Eğim konusunu tam anlayamadım ama dirsekler vücuttan ne kadar uzak olursa göğüs kası o kadar baskın çalışır ama rototoff cuff ların sakatlanma riski de artar. Vücuduna yaklaştıkça ön omuz ve tricepsler daha çok devreye girer ama göğsün ise azalır. Üst kolun vücuda açısı 75 derece olursa hem göğüs efektif çalışır hem de rototoff cuff sakatlık riski de azalır. Optimum açi yani. Barı meme ucu veya ksifoid kemiğine getirirmek çoğu kişide bu açığı sağlıyor
 
hocam kurulum derken bench sehpası mı yetersiz?

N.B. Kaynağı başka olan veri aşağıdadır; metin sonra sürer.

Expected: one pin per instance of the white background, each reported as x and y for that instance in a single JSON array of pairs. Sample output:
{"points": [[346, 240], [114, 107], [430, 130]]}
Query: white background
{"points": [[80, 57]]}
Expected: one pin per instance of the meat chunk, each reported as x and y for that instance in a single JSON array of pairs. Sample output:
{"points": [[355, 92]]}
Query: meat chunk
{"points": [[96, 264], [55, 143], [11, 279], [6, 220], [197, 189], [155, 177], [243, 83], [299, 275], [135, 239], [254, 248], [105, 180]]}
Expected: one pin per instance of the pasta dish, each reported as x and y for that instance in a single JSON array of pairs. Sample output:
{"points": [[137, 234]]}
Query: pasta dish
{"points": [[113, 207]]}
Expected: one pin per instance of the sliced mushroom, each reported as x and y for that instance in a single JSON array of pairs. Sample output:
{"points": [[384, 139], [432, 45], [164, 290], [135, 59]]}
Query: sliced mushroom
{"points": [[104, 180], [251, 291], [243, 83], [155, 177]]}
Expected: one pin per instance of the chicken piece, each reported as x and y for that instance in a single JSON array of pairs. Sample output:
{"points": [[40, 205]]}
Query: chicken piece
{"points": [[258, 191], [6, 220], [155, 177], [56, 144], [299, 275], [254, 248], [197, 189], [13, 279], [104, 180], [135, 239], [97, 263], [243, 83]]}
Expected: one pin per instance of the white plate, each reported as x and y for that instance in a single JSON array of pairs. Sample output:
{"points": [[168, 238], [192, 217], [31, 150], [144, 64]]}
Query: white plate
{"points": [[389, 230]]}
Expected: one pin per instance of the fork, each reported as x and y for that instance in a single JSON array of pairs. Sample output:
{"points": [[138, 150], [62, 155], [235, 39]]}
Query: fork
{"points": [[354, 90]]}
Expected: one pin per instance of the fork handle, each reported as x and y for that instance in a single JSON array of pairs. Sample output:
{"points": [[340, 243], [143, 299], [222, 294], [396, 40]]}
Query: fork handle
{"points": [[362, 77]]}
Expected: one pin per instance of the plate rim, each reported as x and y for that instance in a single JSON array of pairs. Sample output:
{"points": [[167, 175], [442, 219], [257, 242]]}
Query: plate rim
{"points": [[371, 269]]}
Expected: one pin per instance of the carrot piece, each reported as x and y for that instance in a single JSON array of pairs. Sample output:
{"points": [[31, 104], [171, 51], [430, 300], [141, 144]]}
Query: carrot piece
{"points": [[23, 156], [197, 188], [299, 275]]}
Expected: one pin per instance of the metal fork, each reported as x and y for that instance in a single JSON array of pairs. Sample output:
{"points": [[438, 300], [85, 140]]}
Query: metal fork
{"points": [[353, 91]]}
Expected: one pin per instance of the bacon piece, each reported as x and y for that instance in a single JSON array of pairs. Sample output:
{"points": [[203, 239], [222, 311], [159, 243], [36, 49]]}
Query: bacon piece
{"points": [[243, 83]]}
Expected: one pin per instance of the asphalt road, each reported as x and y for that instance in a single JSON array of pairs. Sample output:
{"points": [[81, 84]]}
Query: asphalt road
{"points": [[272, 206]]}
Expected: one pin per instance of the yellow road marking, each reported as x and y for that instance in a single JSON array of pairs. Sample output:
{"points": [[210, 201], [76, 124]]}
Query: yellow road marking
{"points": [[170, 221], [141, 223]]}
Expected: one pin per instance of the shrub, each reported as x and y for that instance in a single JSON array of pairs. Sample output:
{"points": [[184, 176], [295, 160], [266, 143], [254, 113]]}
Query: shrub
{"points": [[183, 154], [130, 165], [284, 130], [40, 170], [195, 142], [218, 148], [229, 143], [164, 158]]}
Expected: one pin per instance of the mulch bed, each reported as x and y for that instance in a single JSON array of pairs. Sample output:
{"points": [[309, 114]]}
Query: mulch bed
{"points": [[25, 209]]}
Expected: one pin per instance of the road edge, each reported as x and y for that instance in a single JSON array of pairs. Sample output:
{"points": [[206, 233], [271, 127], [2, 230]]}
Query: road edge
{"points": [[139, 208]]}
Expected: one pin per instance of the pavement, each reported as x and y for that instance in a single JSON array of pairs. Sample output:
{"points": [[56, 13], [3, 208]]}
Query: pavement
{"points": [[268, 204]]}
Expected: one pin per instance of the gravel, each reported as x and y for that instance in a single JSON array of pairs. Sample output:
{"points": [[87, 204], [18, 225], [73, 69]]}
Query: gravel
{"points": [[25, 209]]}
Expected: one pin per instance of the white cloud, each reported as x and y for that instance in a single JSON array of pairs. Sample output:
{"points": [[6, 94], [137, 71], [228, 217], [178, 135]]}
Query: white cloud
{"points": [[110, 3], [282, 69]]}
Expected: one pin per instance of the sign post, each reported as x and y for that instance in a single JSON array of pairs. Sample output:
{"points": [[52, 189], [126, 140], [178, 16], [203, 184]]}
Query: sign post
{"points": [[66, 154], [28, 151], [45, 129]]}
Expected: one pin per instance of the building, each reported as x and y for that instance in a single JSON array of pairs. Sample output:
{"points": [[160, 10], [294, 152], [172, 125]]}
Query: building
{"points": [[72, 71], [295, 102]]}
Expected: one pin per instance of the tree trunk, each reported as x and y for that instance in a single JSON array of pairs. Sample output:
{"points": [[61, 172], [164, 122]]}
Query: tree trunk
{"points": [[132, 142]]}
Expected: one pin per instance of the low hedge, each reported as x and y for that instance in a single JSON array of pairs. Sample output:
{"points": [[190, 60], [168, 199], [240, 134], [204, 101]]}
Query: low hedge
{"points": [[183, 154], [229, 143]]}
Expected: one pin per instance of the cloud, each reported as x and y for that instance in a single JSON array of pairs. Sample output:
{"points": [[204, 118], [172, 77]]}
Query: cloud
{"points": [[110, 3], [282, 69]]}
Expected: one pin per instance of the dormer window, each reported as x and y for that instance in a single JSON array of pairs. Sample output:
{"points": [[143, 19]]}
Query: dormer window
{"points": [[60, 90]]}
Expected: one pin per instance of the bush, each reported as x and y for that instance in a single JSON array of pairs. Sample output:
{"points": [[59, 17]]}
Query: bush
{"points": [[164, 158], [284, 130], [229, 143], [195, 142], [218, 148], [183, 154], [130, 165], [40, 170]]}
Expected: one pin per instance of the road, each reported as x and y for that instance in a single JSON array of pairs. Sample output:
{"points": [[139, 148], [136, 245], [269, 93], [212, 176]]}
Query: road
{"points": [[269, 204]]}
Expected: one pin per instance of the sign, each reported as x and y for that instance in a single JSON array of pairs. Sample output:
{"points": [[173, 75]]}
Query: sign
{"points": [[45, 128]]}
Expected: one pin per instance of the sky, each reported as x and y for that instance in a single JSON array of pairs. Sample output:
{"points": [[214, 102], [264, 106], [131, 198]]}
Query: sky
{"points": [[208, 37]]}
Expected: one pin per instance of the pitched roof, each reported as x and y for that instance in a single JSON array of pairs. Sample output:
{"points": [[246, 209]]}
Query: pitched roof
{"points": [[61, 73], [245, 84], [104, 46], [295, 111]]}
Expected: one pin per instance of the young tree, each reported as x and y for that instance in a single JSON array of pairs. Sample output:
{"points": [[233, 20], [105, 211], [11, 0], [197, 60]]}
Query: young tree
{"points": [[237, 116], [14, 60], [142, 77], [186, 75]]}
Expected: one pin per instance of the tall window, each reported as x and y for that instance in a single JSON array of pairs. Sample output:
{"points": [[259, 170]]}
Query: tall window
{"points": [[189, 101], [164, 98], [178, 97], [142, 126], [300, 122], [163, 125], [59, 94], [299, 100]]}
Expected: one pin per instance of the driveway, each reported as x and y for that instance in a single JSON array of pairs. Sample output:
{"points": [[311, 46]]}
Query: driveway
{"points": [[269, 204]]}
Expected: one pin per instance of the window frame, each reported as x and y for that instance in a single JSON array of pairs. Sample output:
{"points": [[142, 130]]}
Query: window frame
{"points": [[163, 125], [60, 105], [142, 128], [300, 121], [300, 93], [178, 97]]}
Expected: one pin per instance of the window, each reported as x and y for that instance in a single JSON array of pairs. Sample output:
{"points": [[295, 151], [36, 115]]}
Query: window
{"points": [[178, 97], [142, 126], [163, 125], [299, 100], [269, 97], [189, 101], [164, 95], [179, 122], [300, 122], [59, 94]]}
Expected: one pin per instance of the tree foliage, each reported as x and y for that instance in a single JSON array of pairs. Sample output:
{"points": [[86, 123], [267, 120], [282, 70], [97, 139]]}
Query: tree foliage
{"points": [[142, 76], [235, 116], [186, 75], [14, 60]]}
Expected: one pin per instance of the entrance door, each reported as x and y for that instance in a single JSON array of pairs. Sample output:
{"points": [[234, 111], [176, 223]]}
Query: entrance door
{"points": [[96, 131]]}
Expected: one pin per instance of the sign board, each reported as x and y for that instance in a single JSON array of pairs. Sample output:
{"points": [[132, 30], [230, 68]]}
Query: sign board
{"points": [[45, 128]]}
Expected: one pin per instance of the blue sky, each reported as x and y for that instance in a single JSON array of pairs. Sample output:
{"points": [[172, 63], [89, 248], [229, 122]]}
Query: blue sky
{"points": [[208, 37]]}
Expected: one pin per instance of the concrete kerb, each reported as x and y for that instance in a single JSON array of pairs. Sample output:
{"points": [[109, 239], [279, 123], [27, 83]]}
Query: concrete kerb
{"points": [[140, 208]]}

bu arada videolar için teşekkür ederim

Hayır kurulumdan kastım yani harekete kurulmandan bahsediyorum, sehpaya uzanır uzanmaz hemen alıyorsun ağırlığı, bu da iyi kurulmadığının ve hareketi yanlış yaptığının göstergesi, düzgün formda yapan birisi en az 10-15 saniye kadar kurulum yapar benche uzandıktan sonra.
 
Eğim konusunu tam anlayamadım ama dirsekler vücuttan ne kadar uzak olursa göğüs kası o kadar baskın çalışır ama rototoff cuff ların sakatlanma riski de artar. Vücuduna yaklaştıkça ön omuz ve tricepsler daha çok devreye girer ama göğsün ise azalır. Üst kolun vücuda açısı 75 derece olursa hem göğüs efektif çalışır hem de rototoff cuff sakatlık riski de azalır. Optimum açi yani. Barı meme ucu veya ksifoid kemiğine getirirmek çoğu kişide bu açığı sağlıyor
Benim bildiğim dirseklerin 45 derece açı yapması göğüs gelişimi ve rotator cuff için en optimum olanı yanlış mı biliyorum? Ben dumbbell ile press yapıyorum . Inclinede de flatda da göğüsleri öne çıkartıp dirsekleri 45 dereceye getirmeye çalışıyorum yanlış mı yapıyorum yani?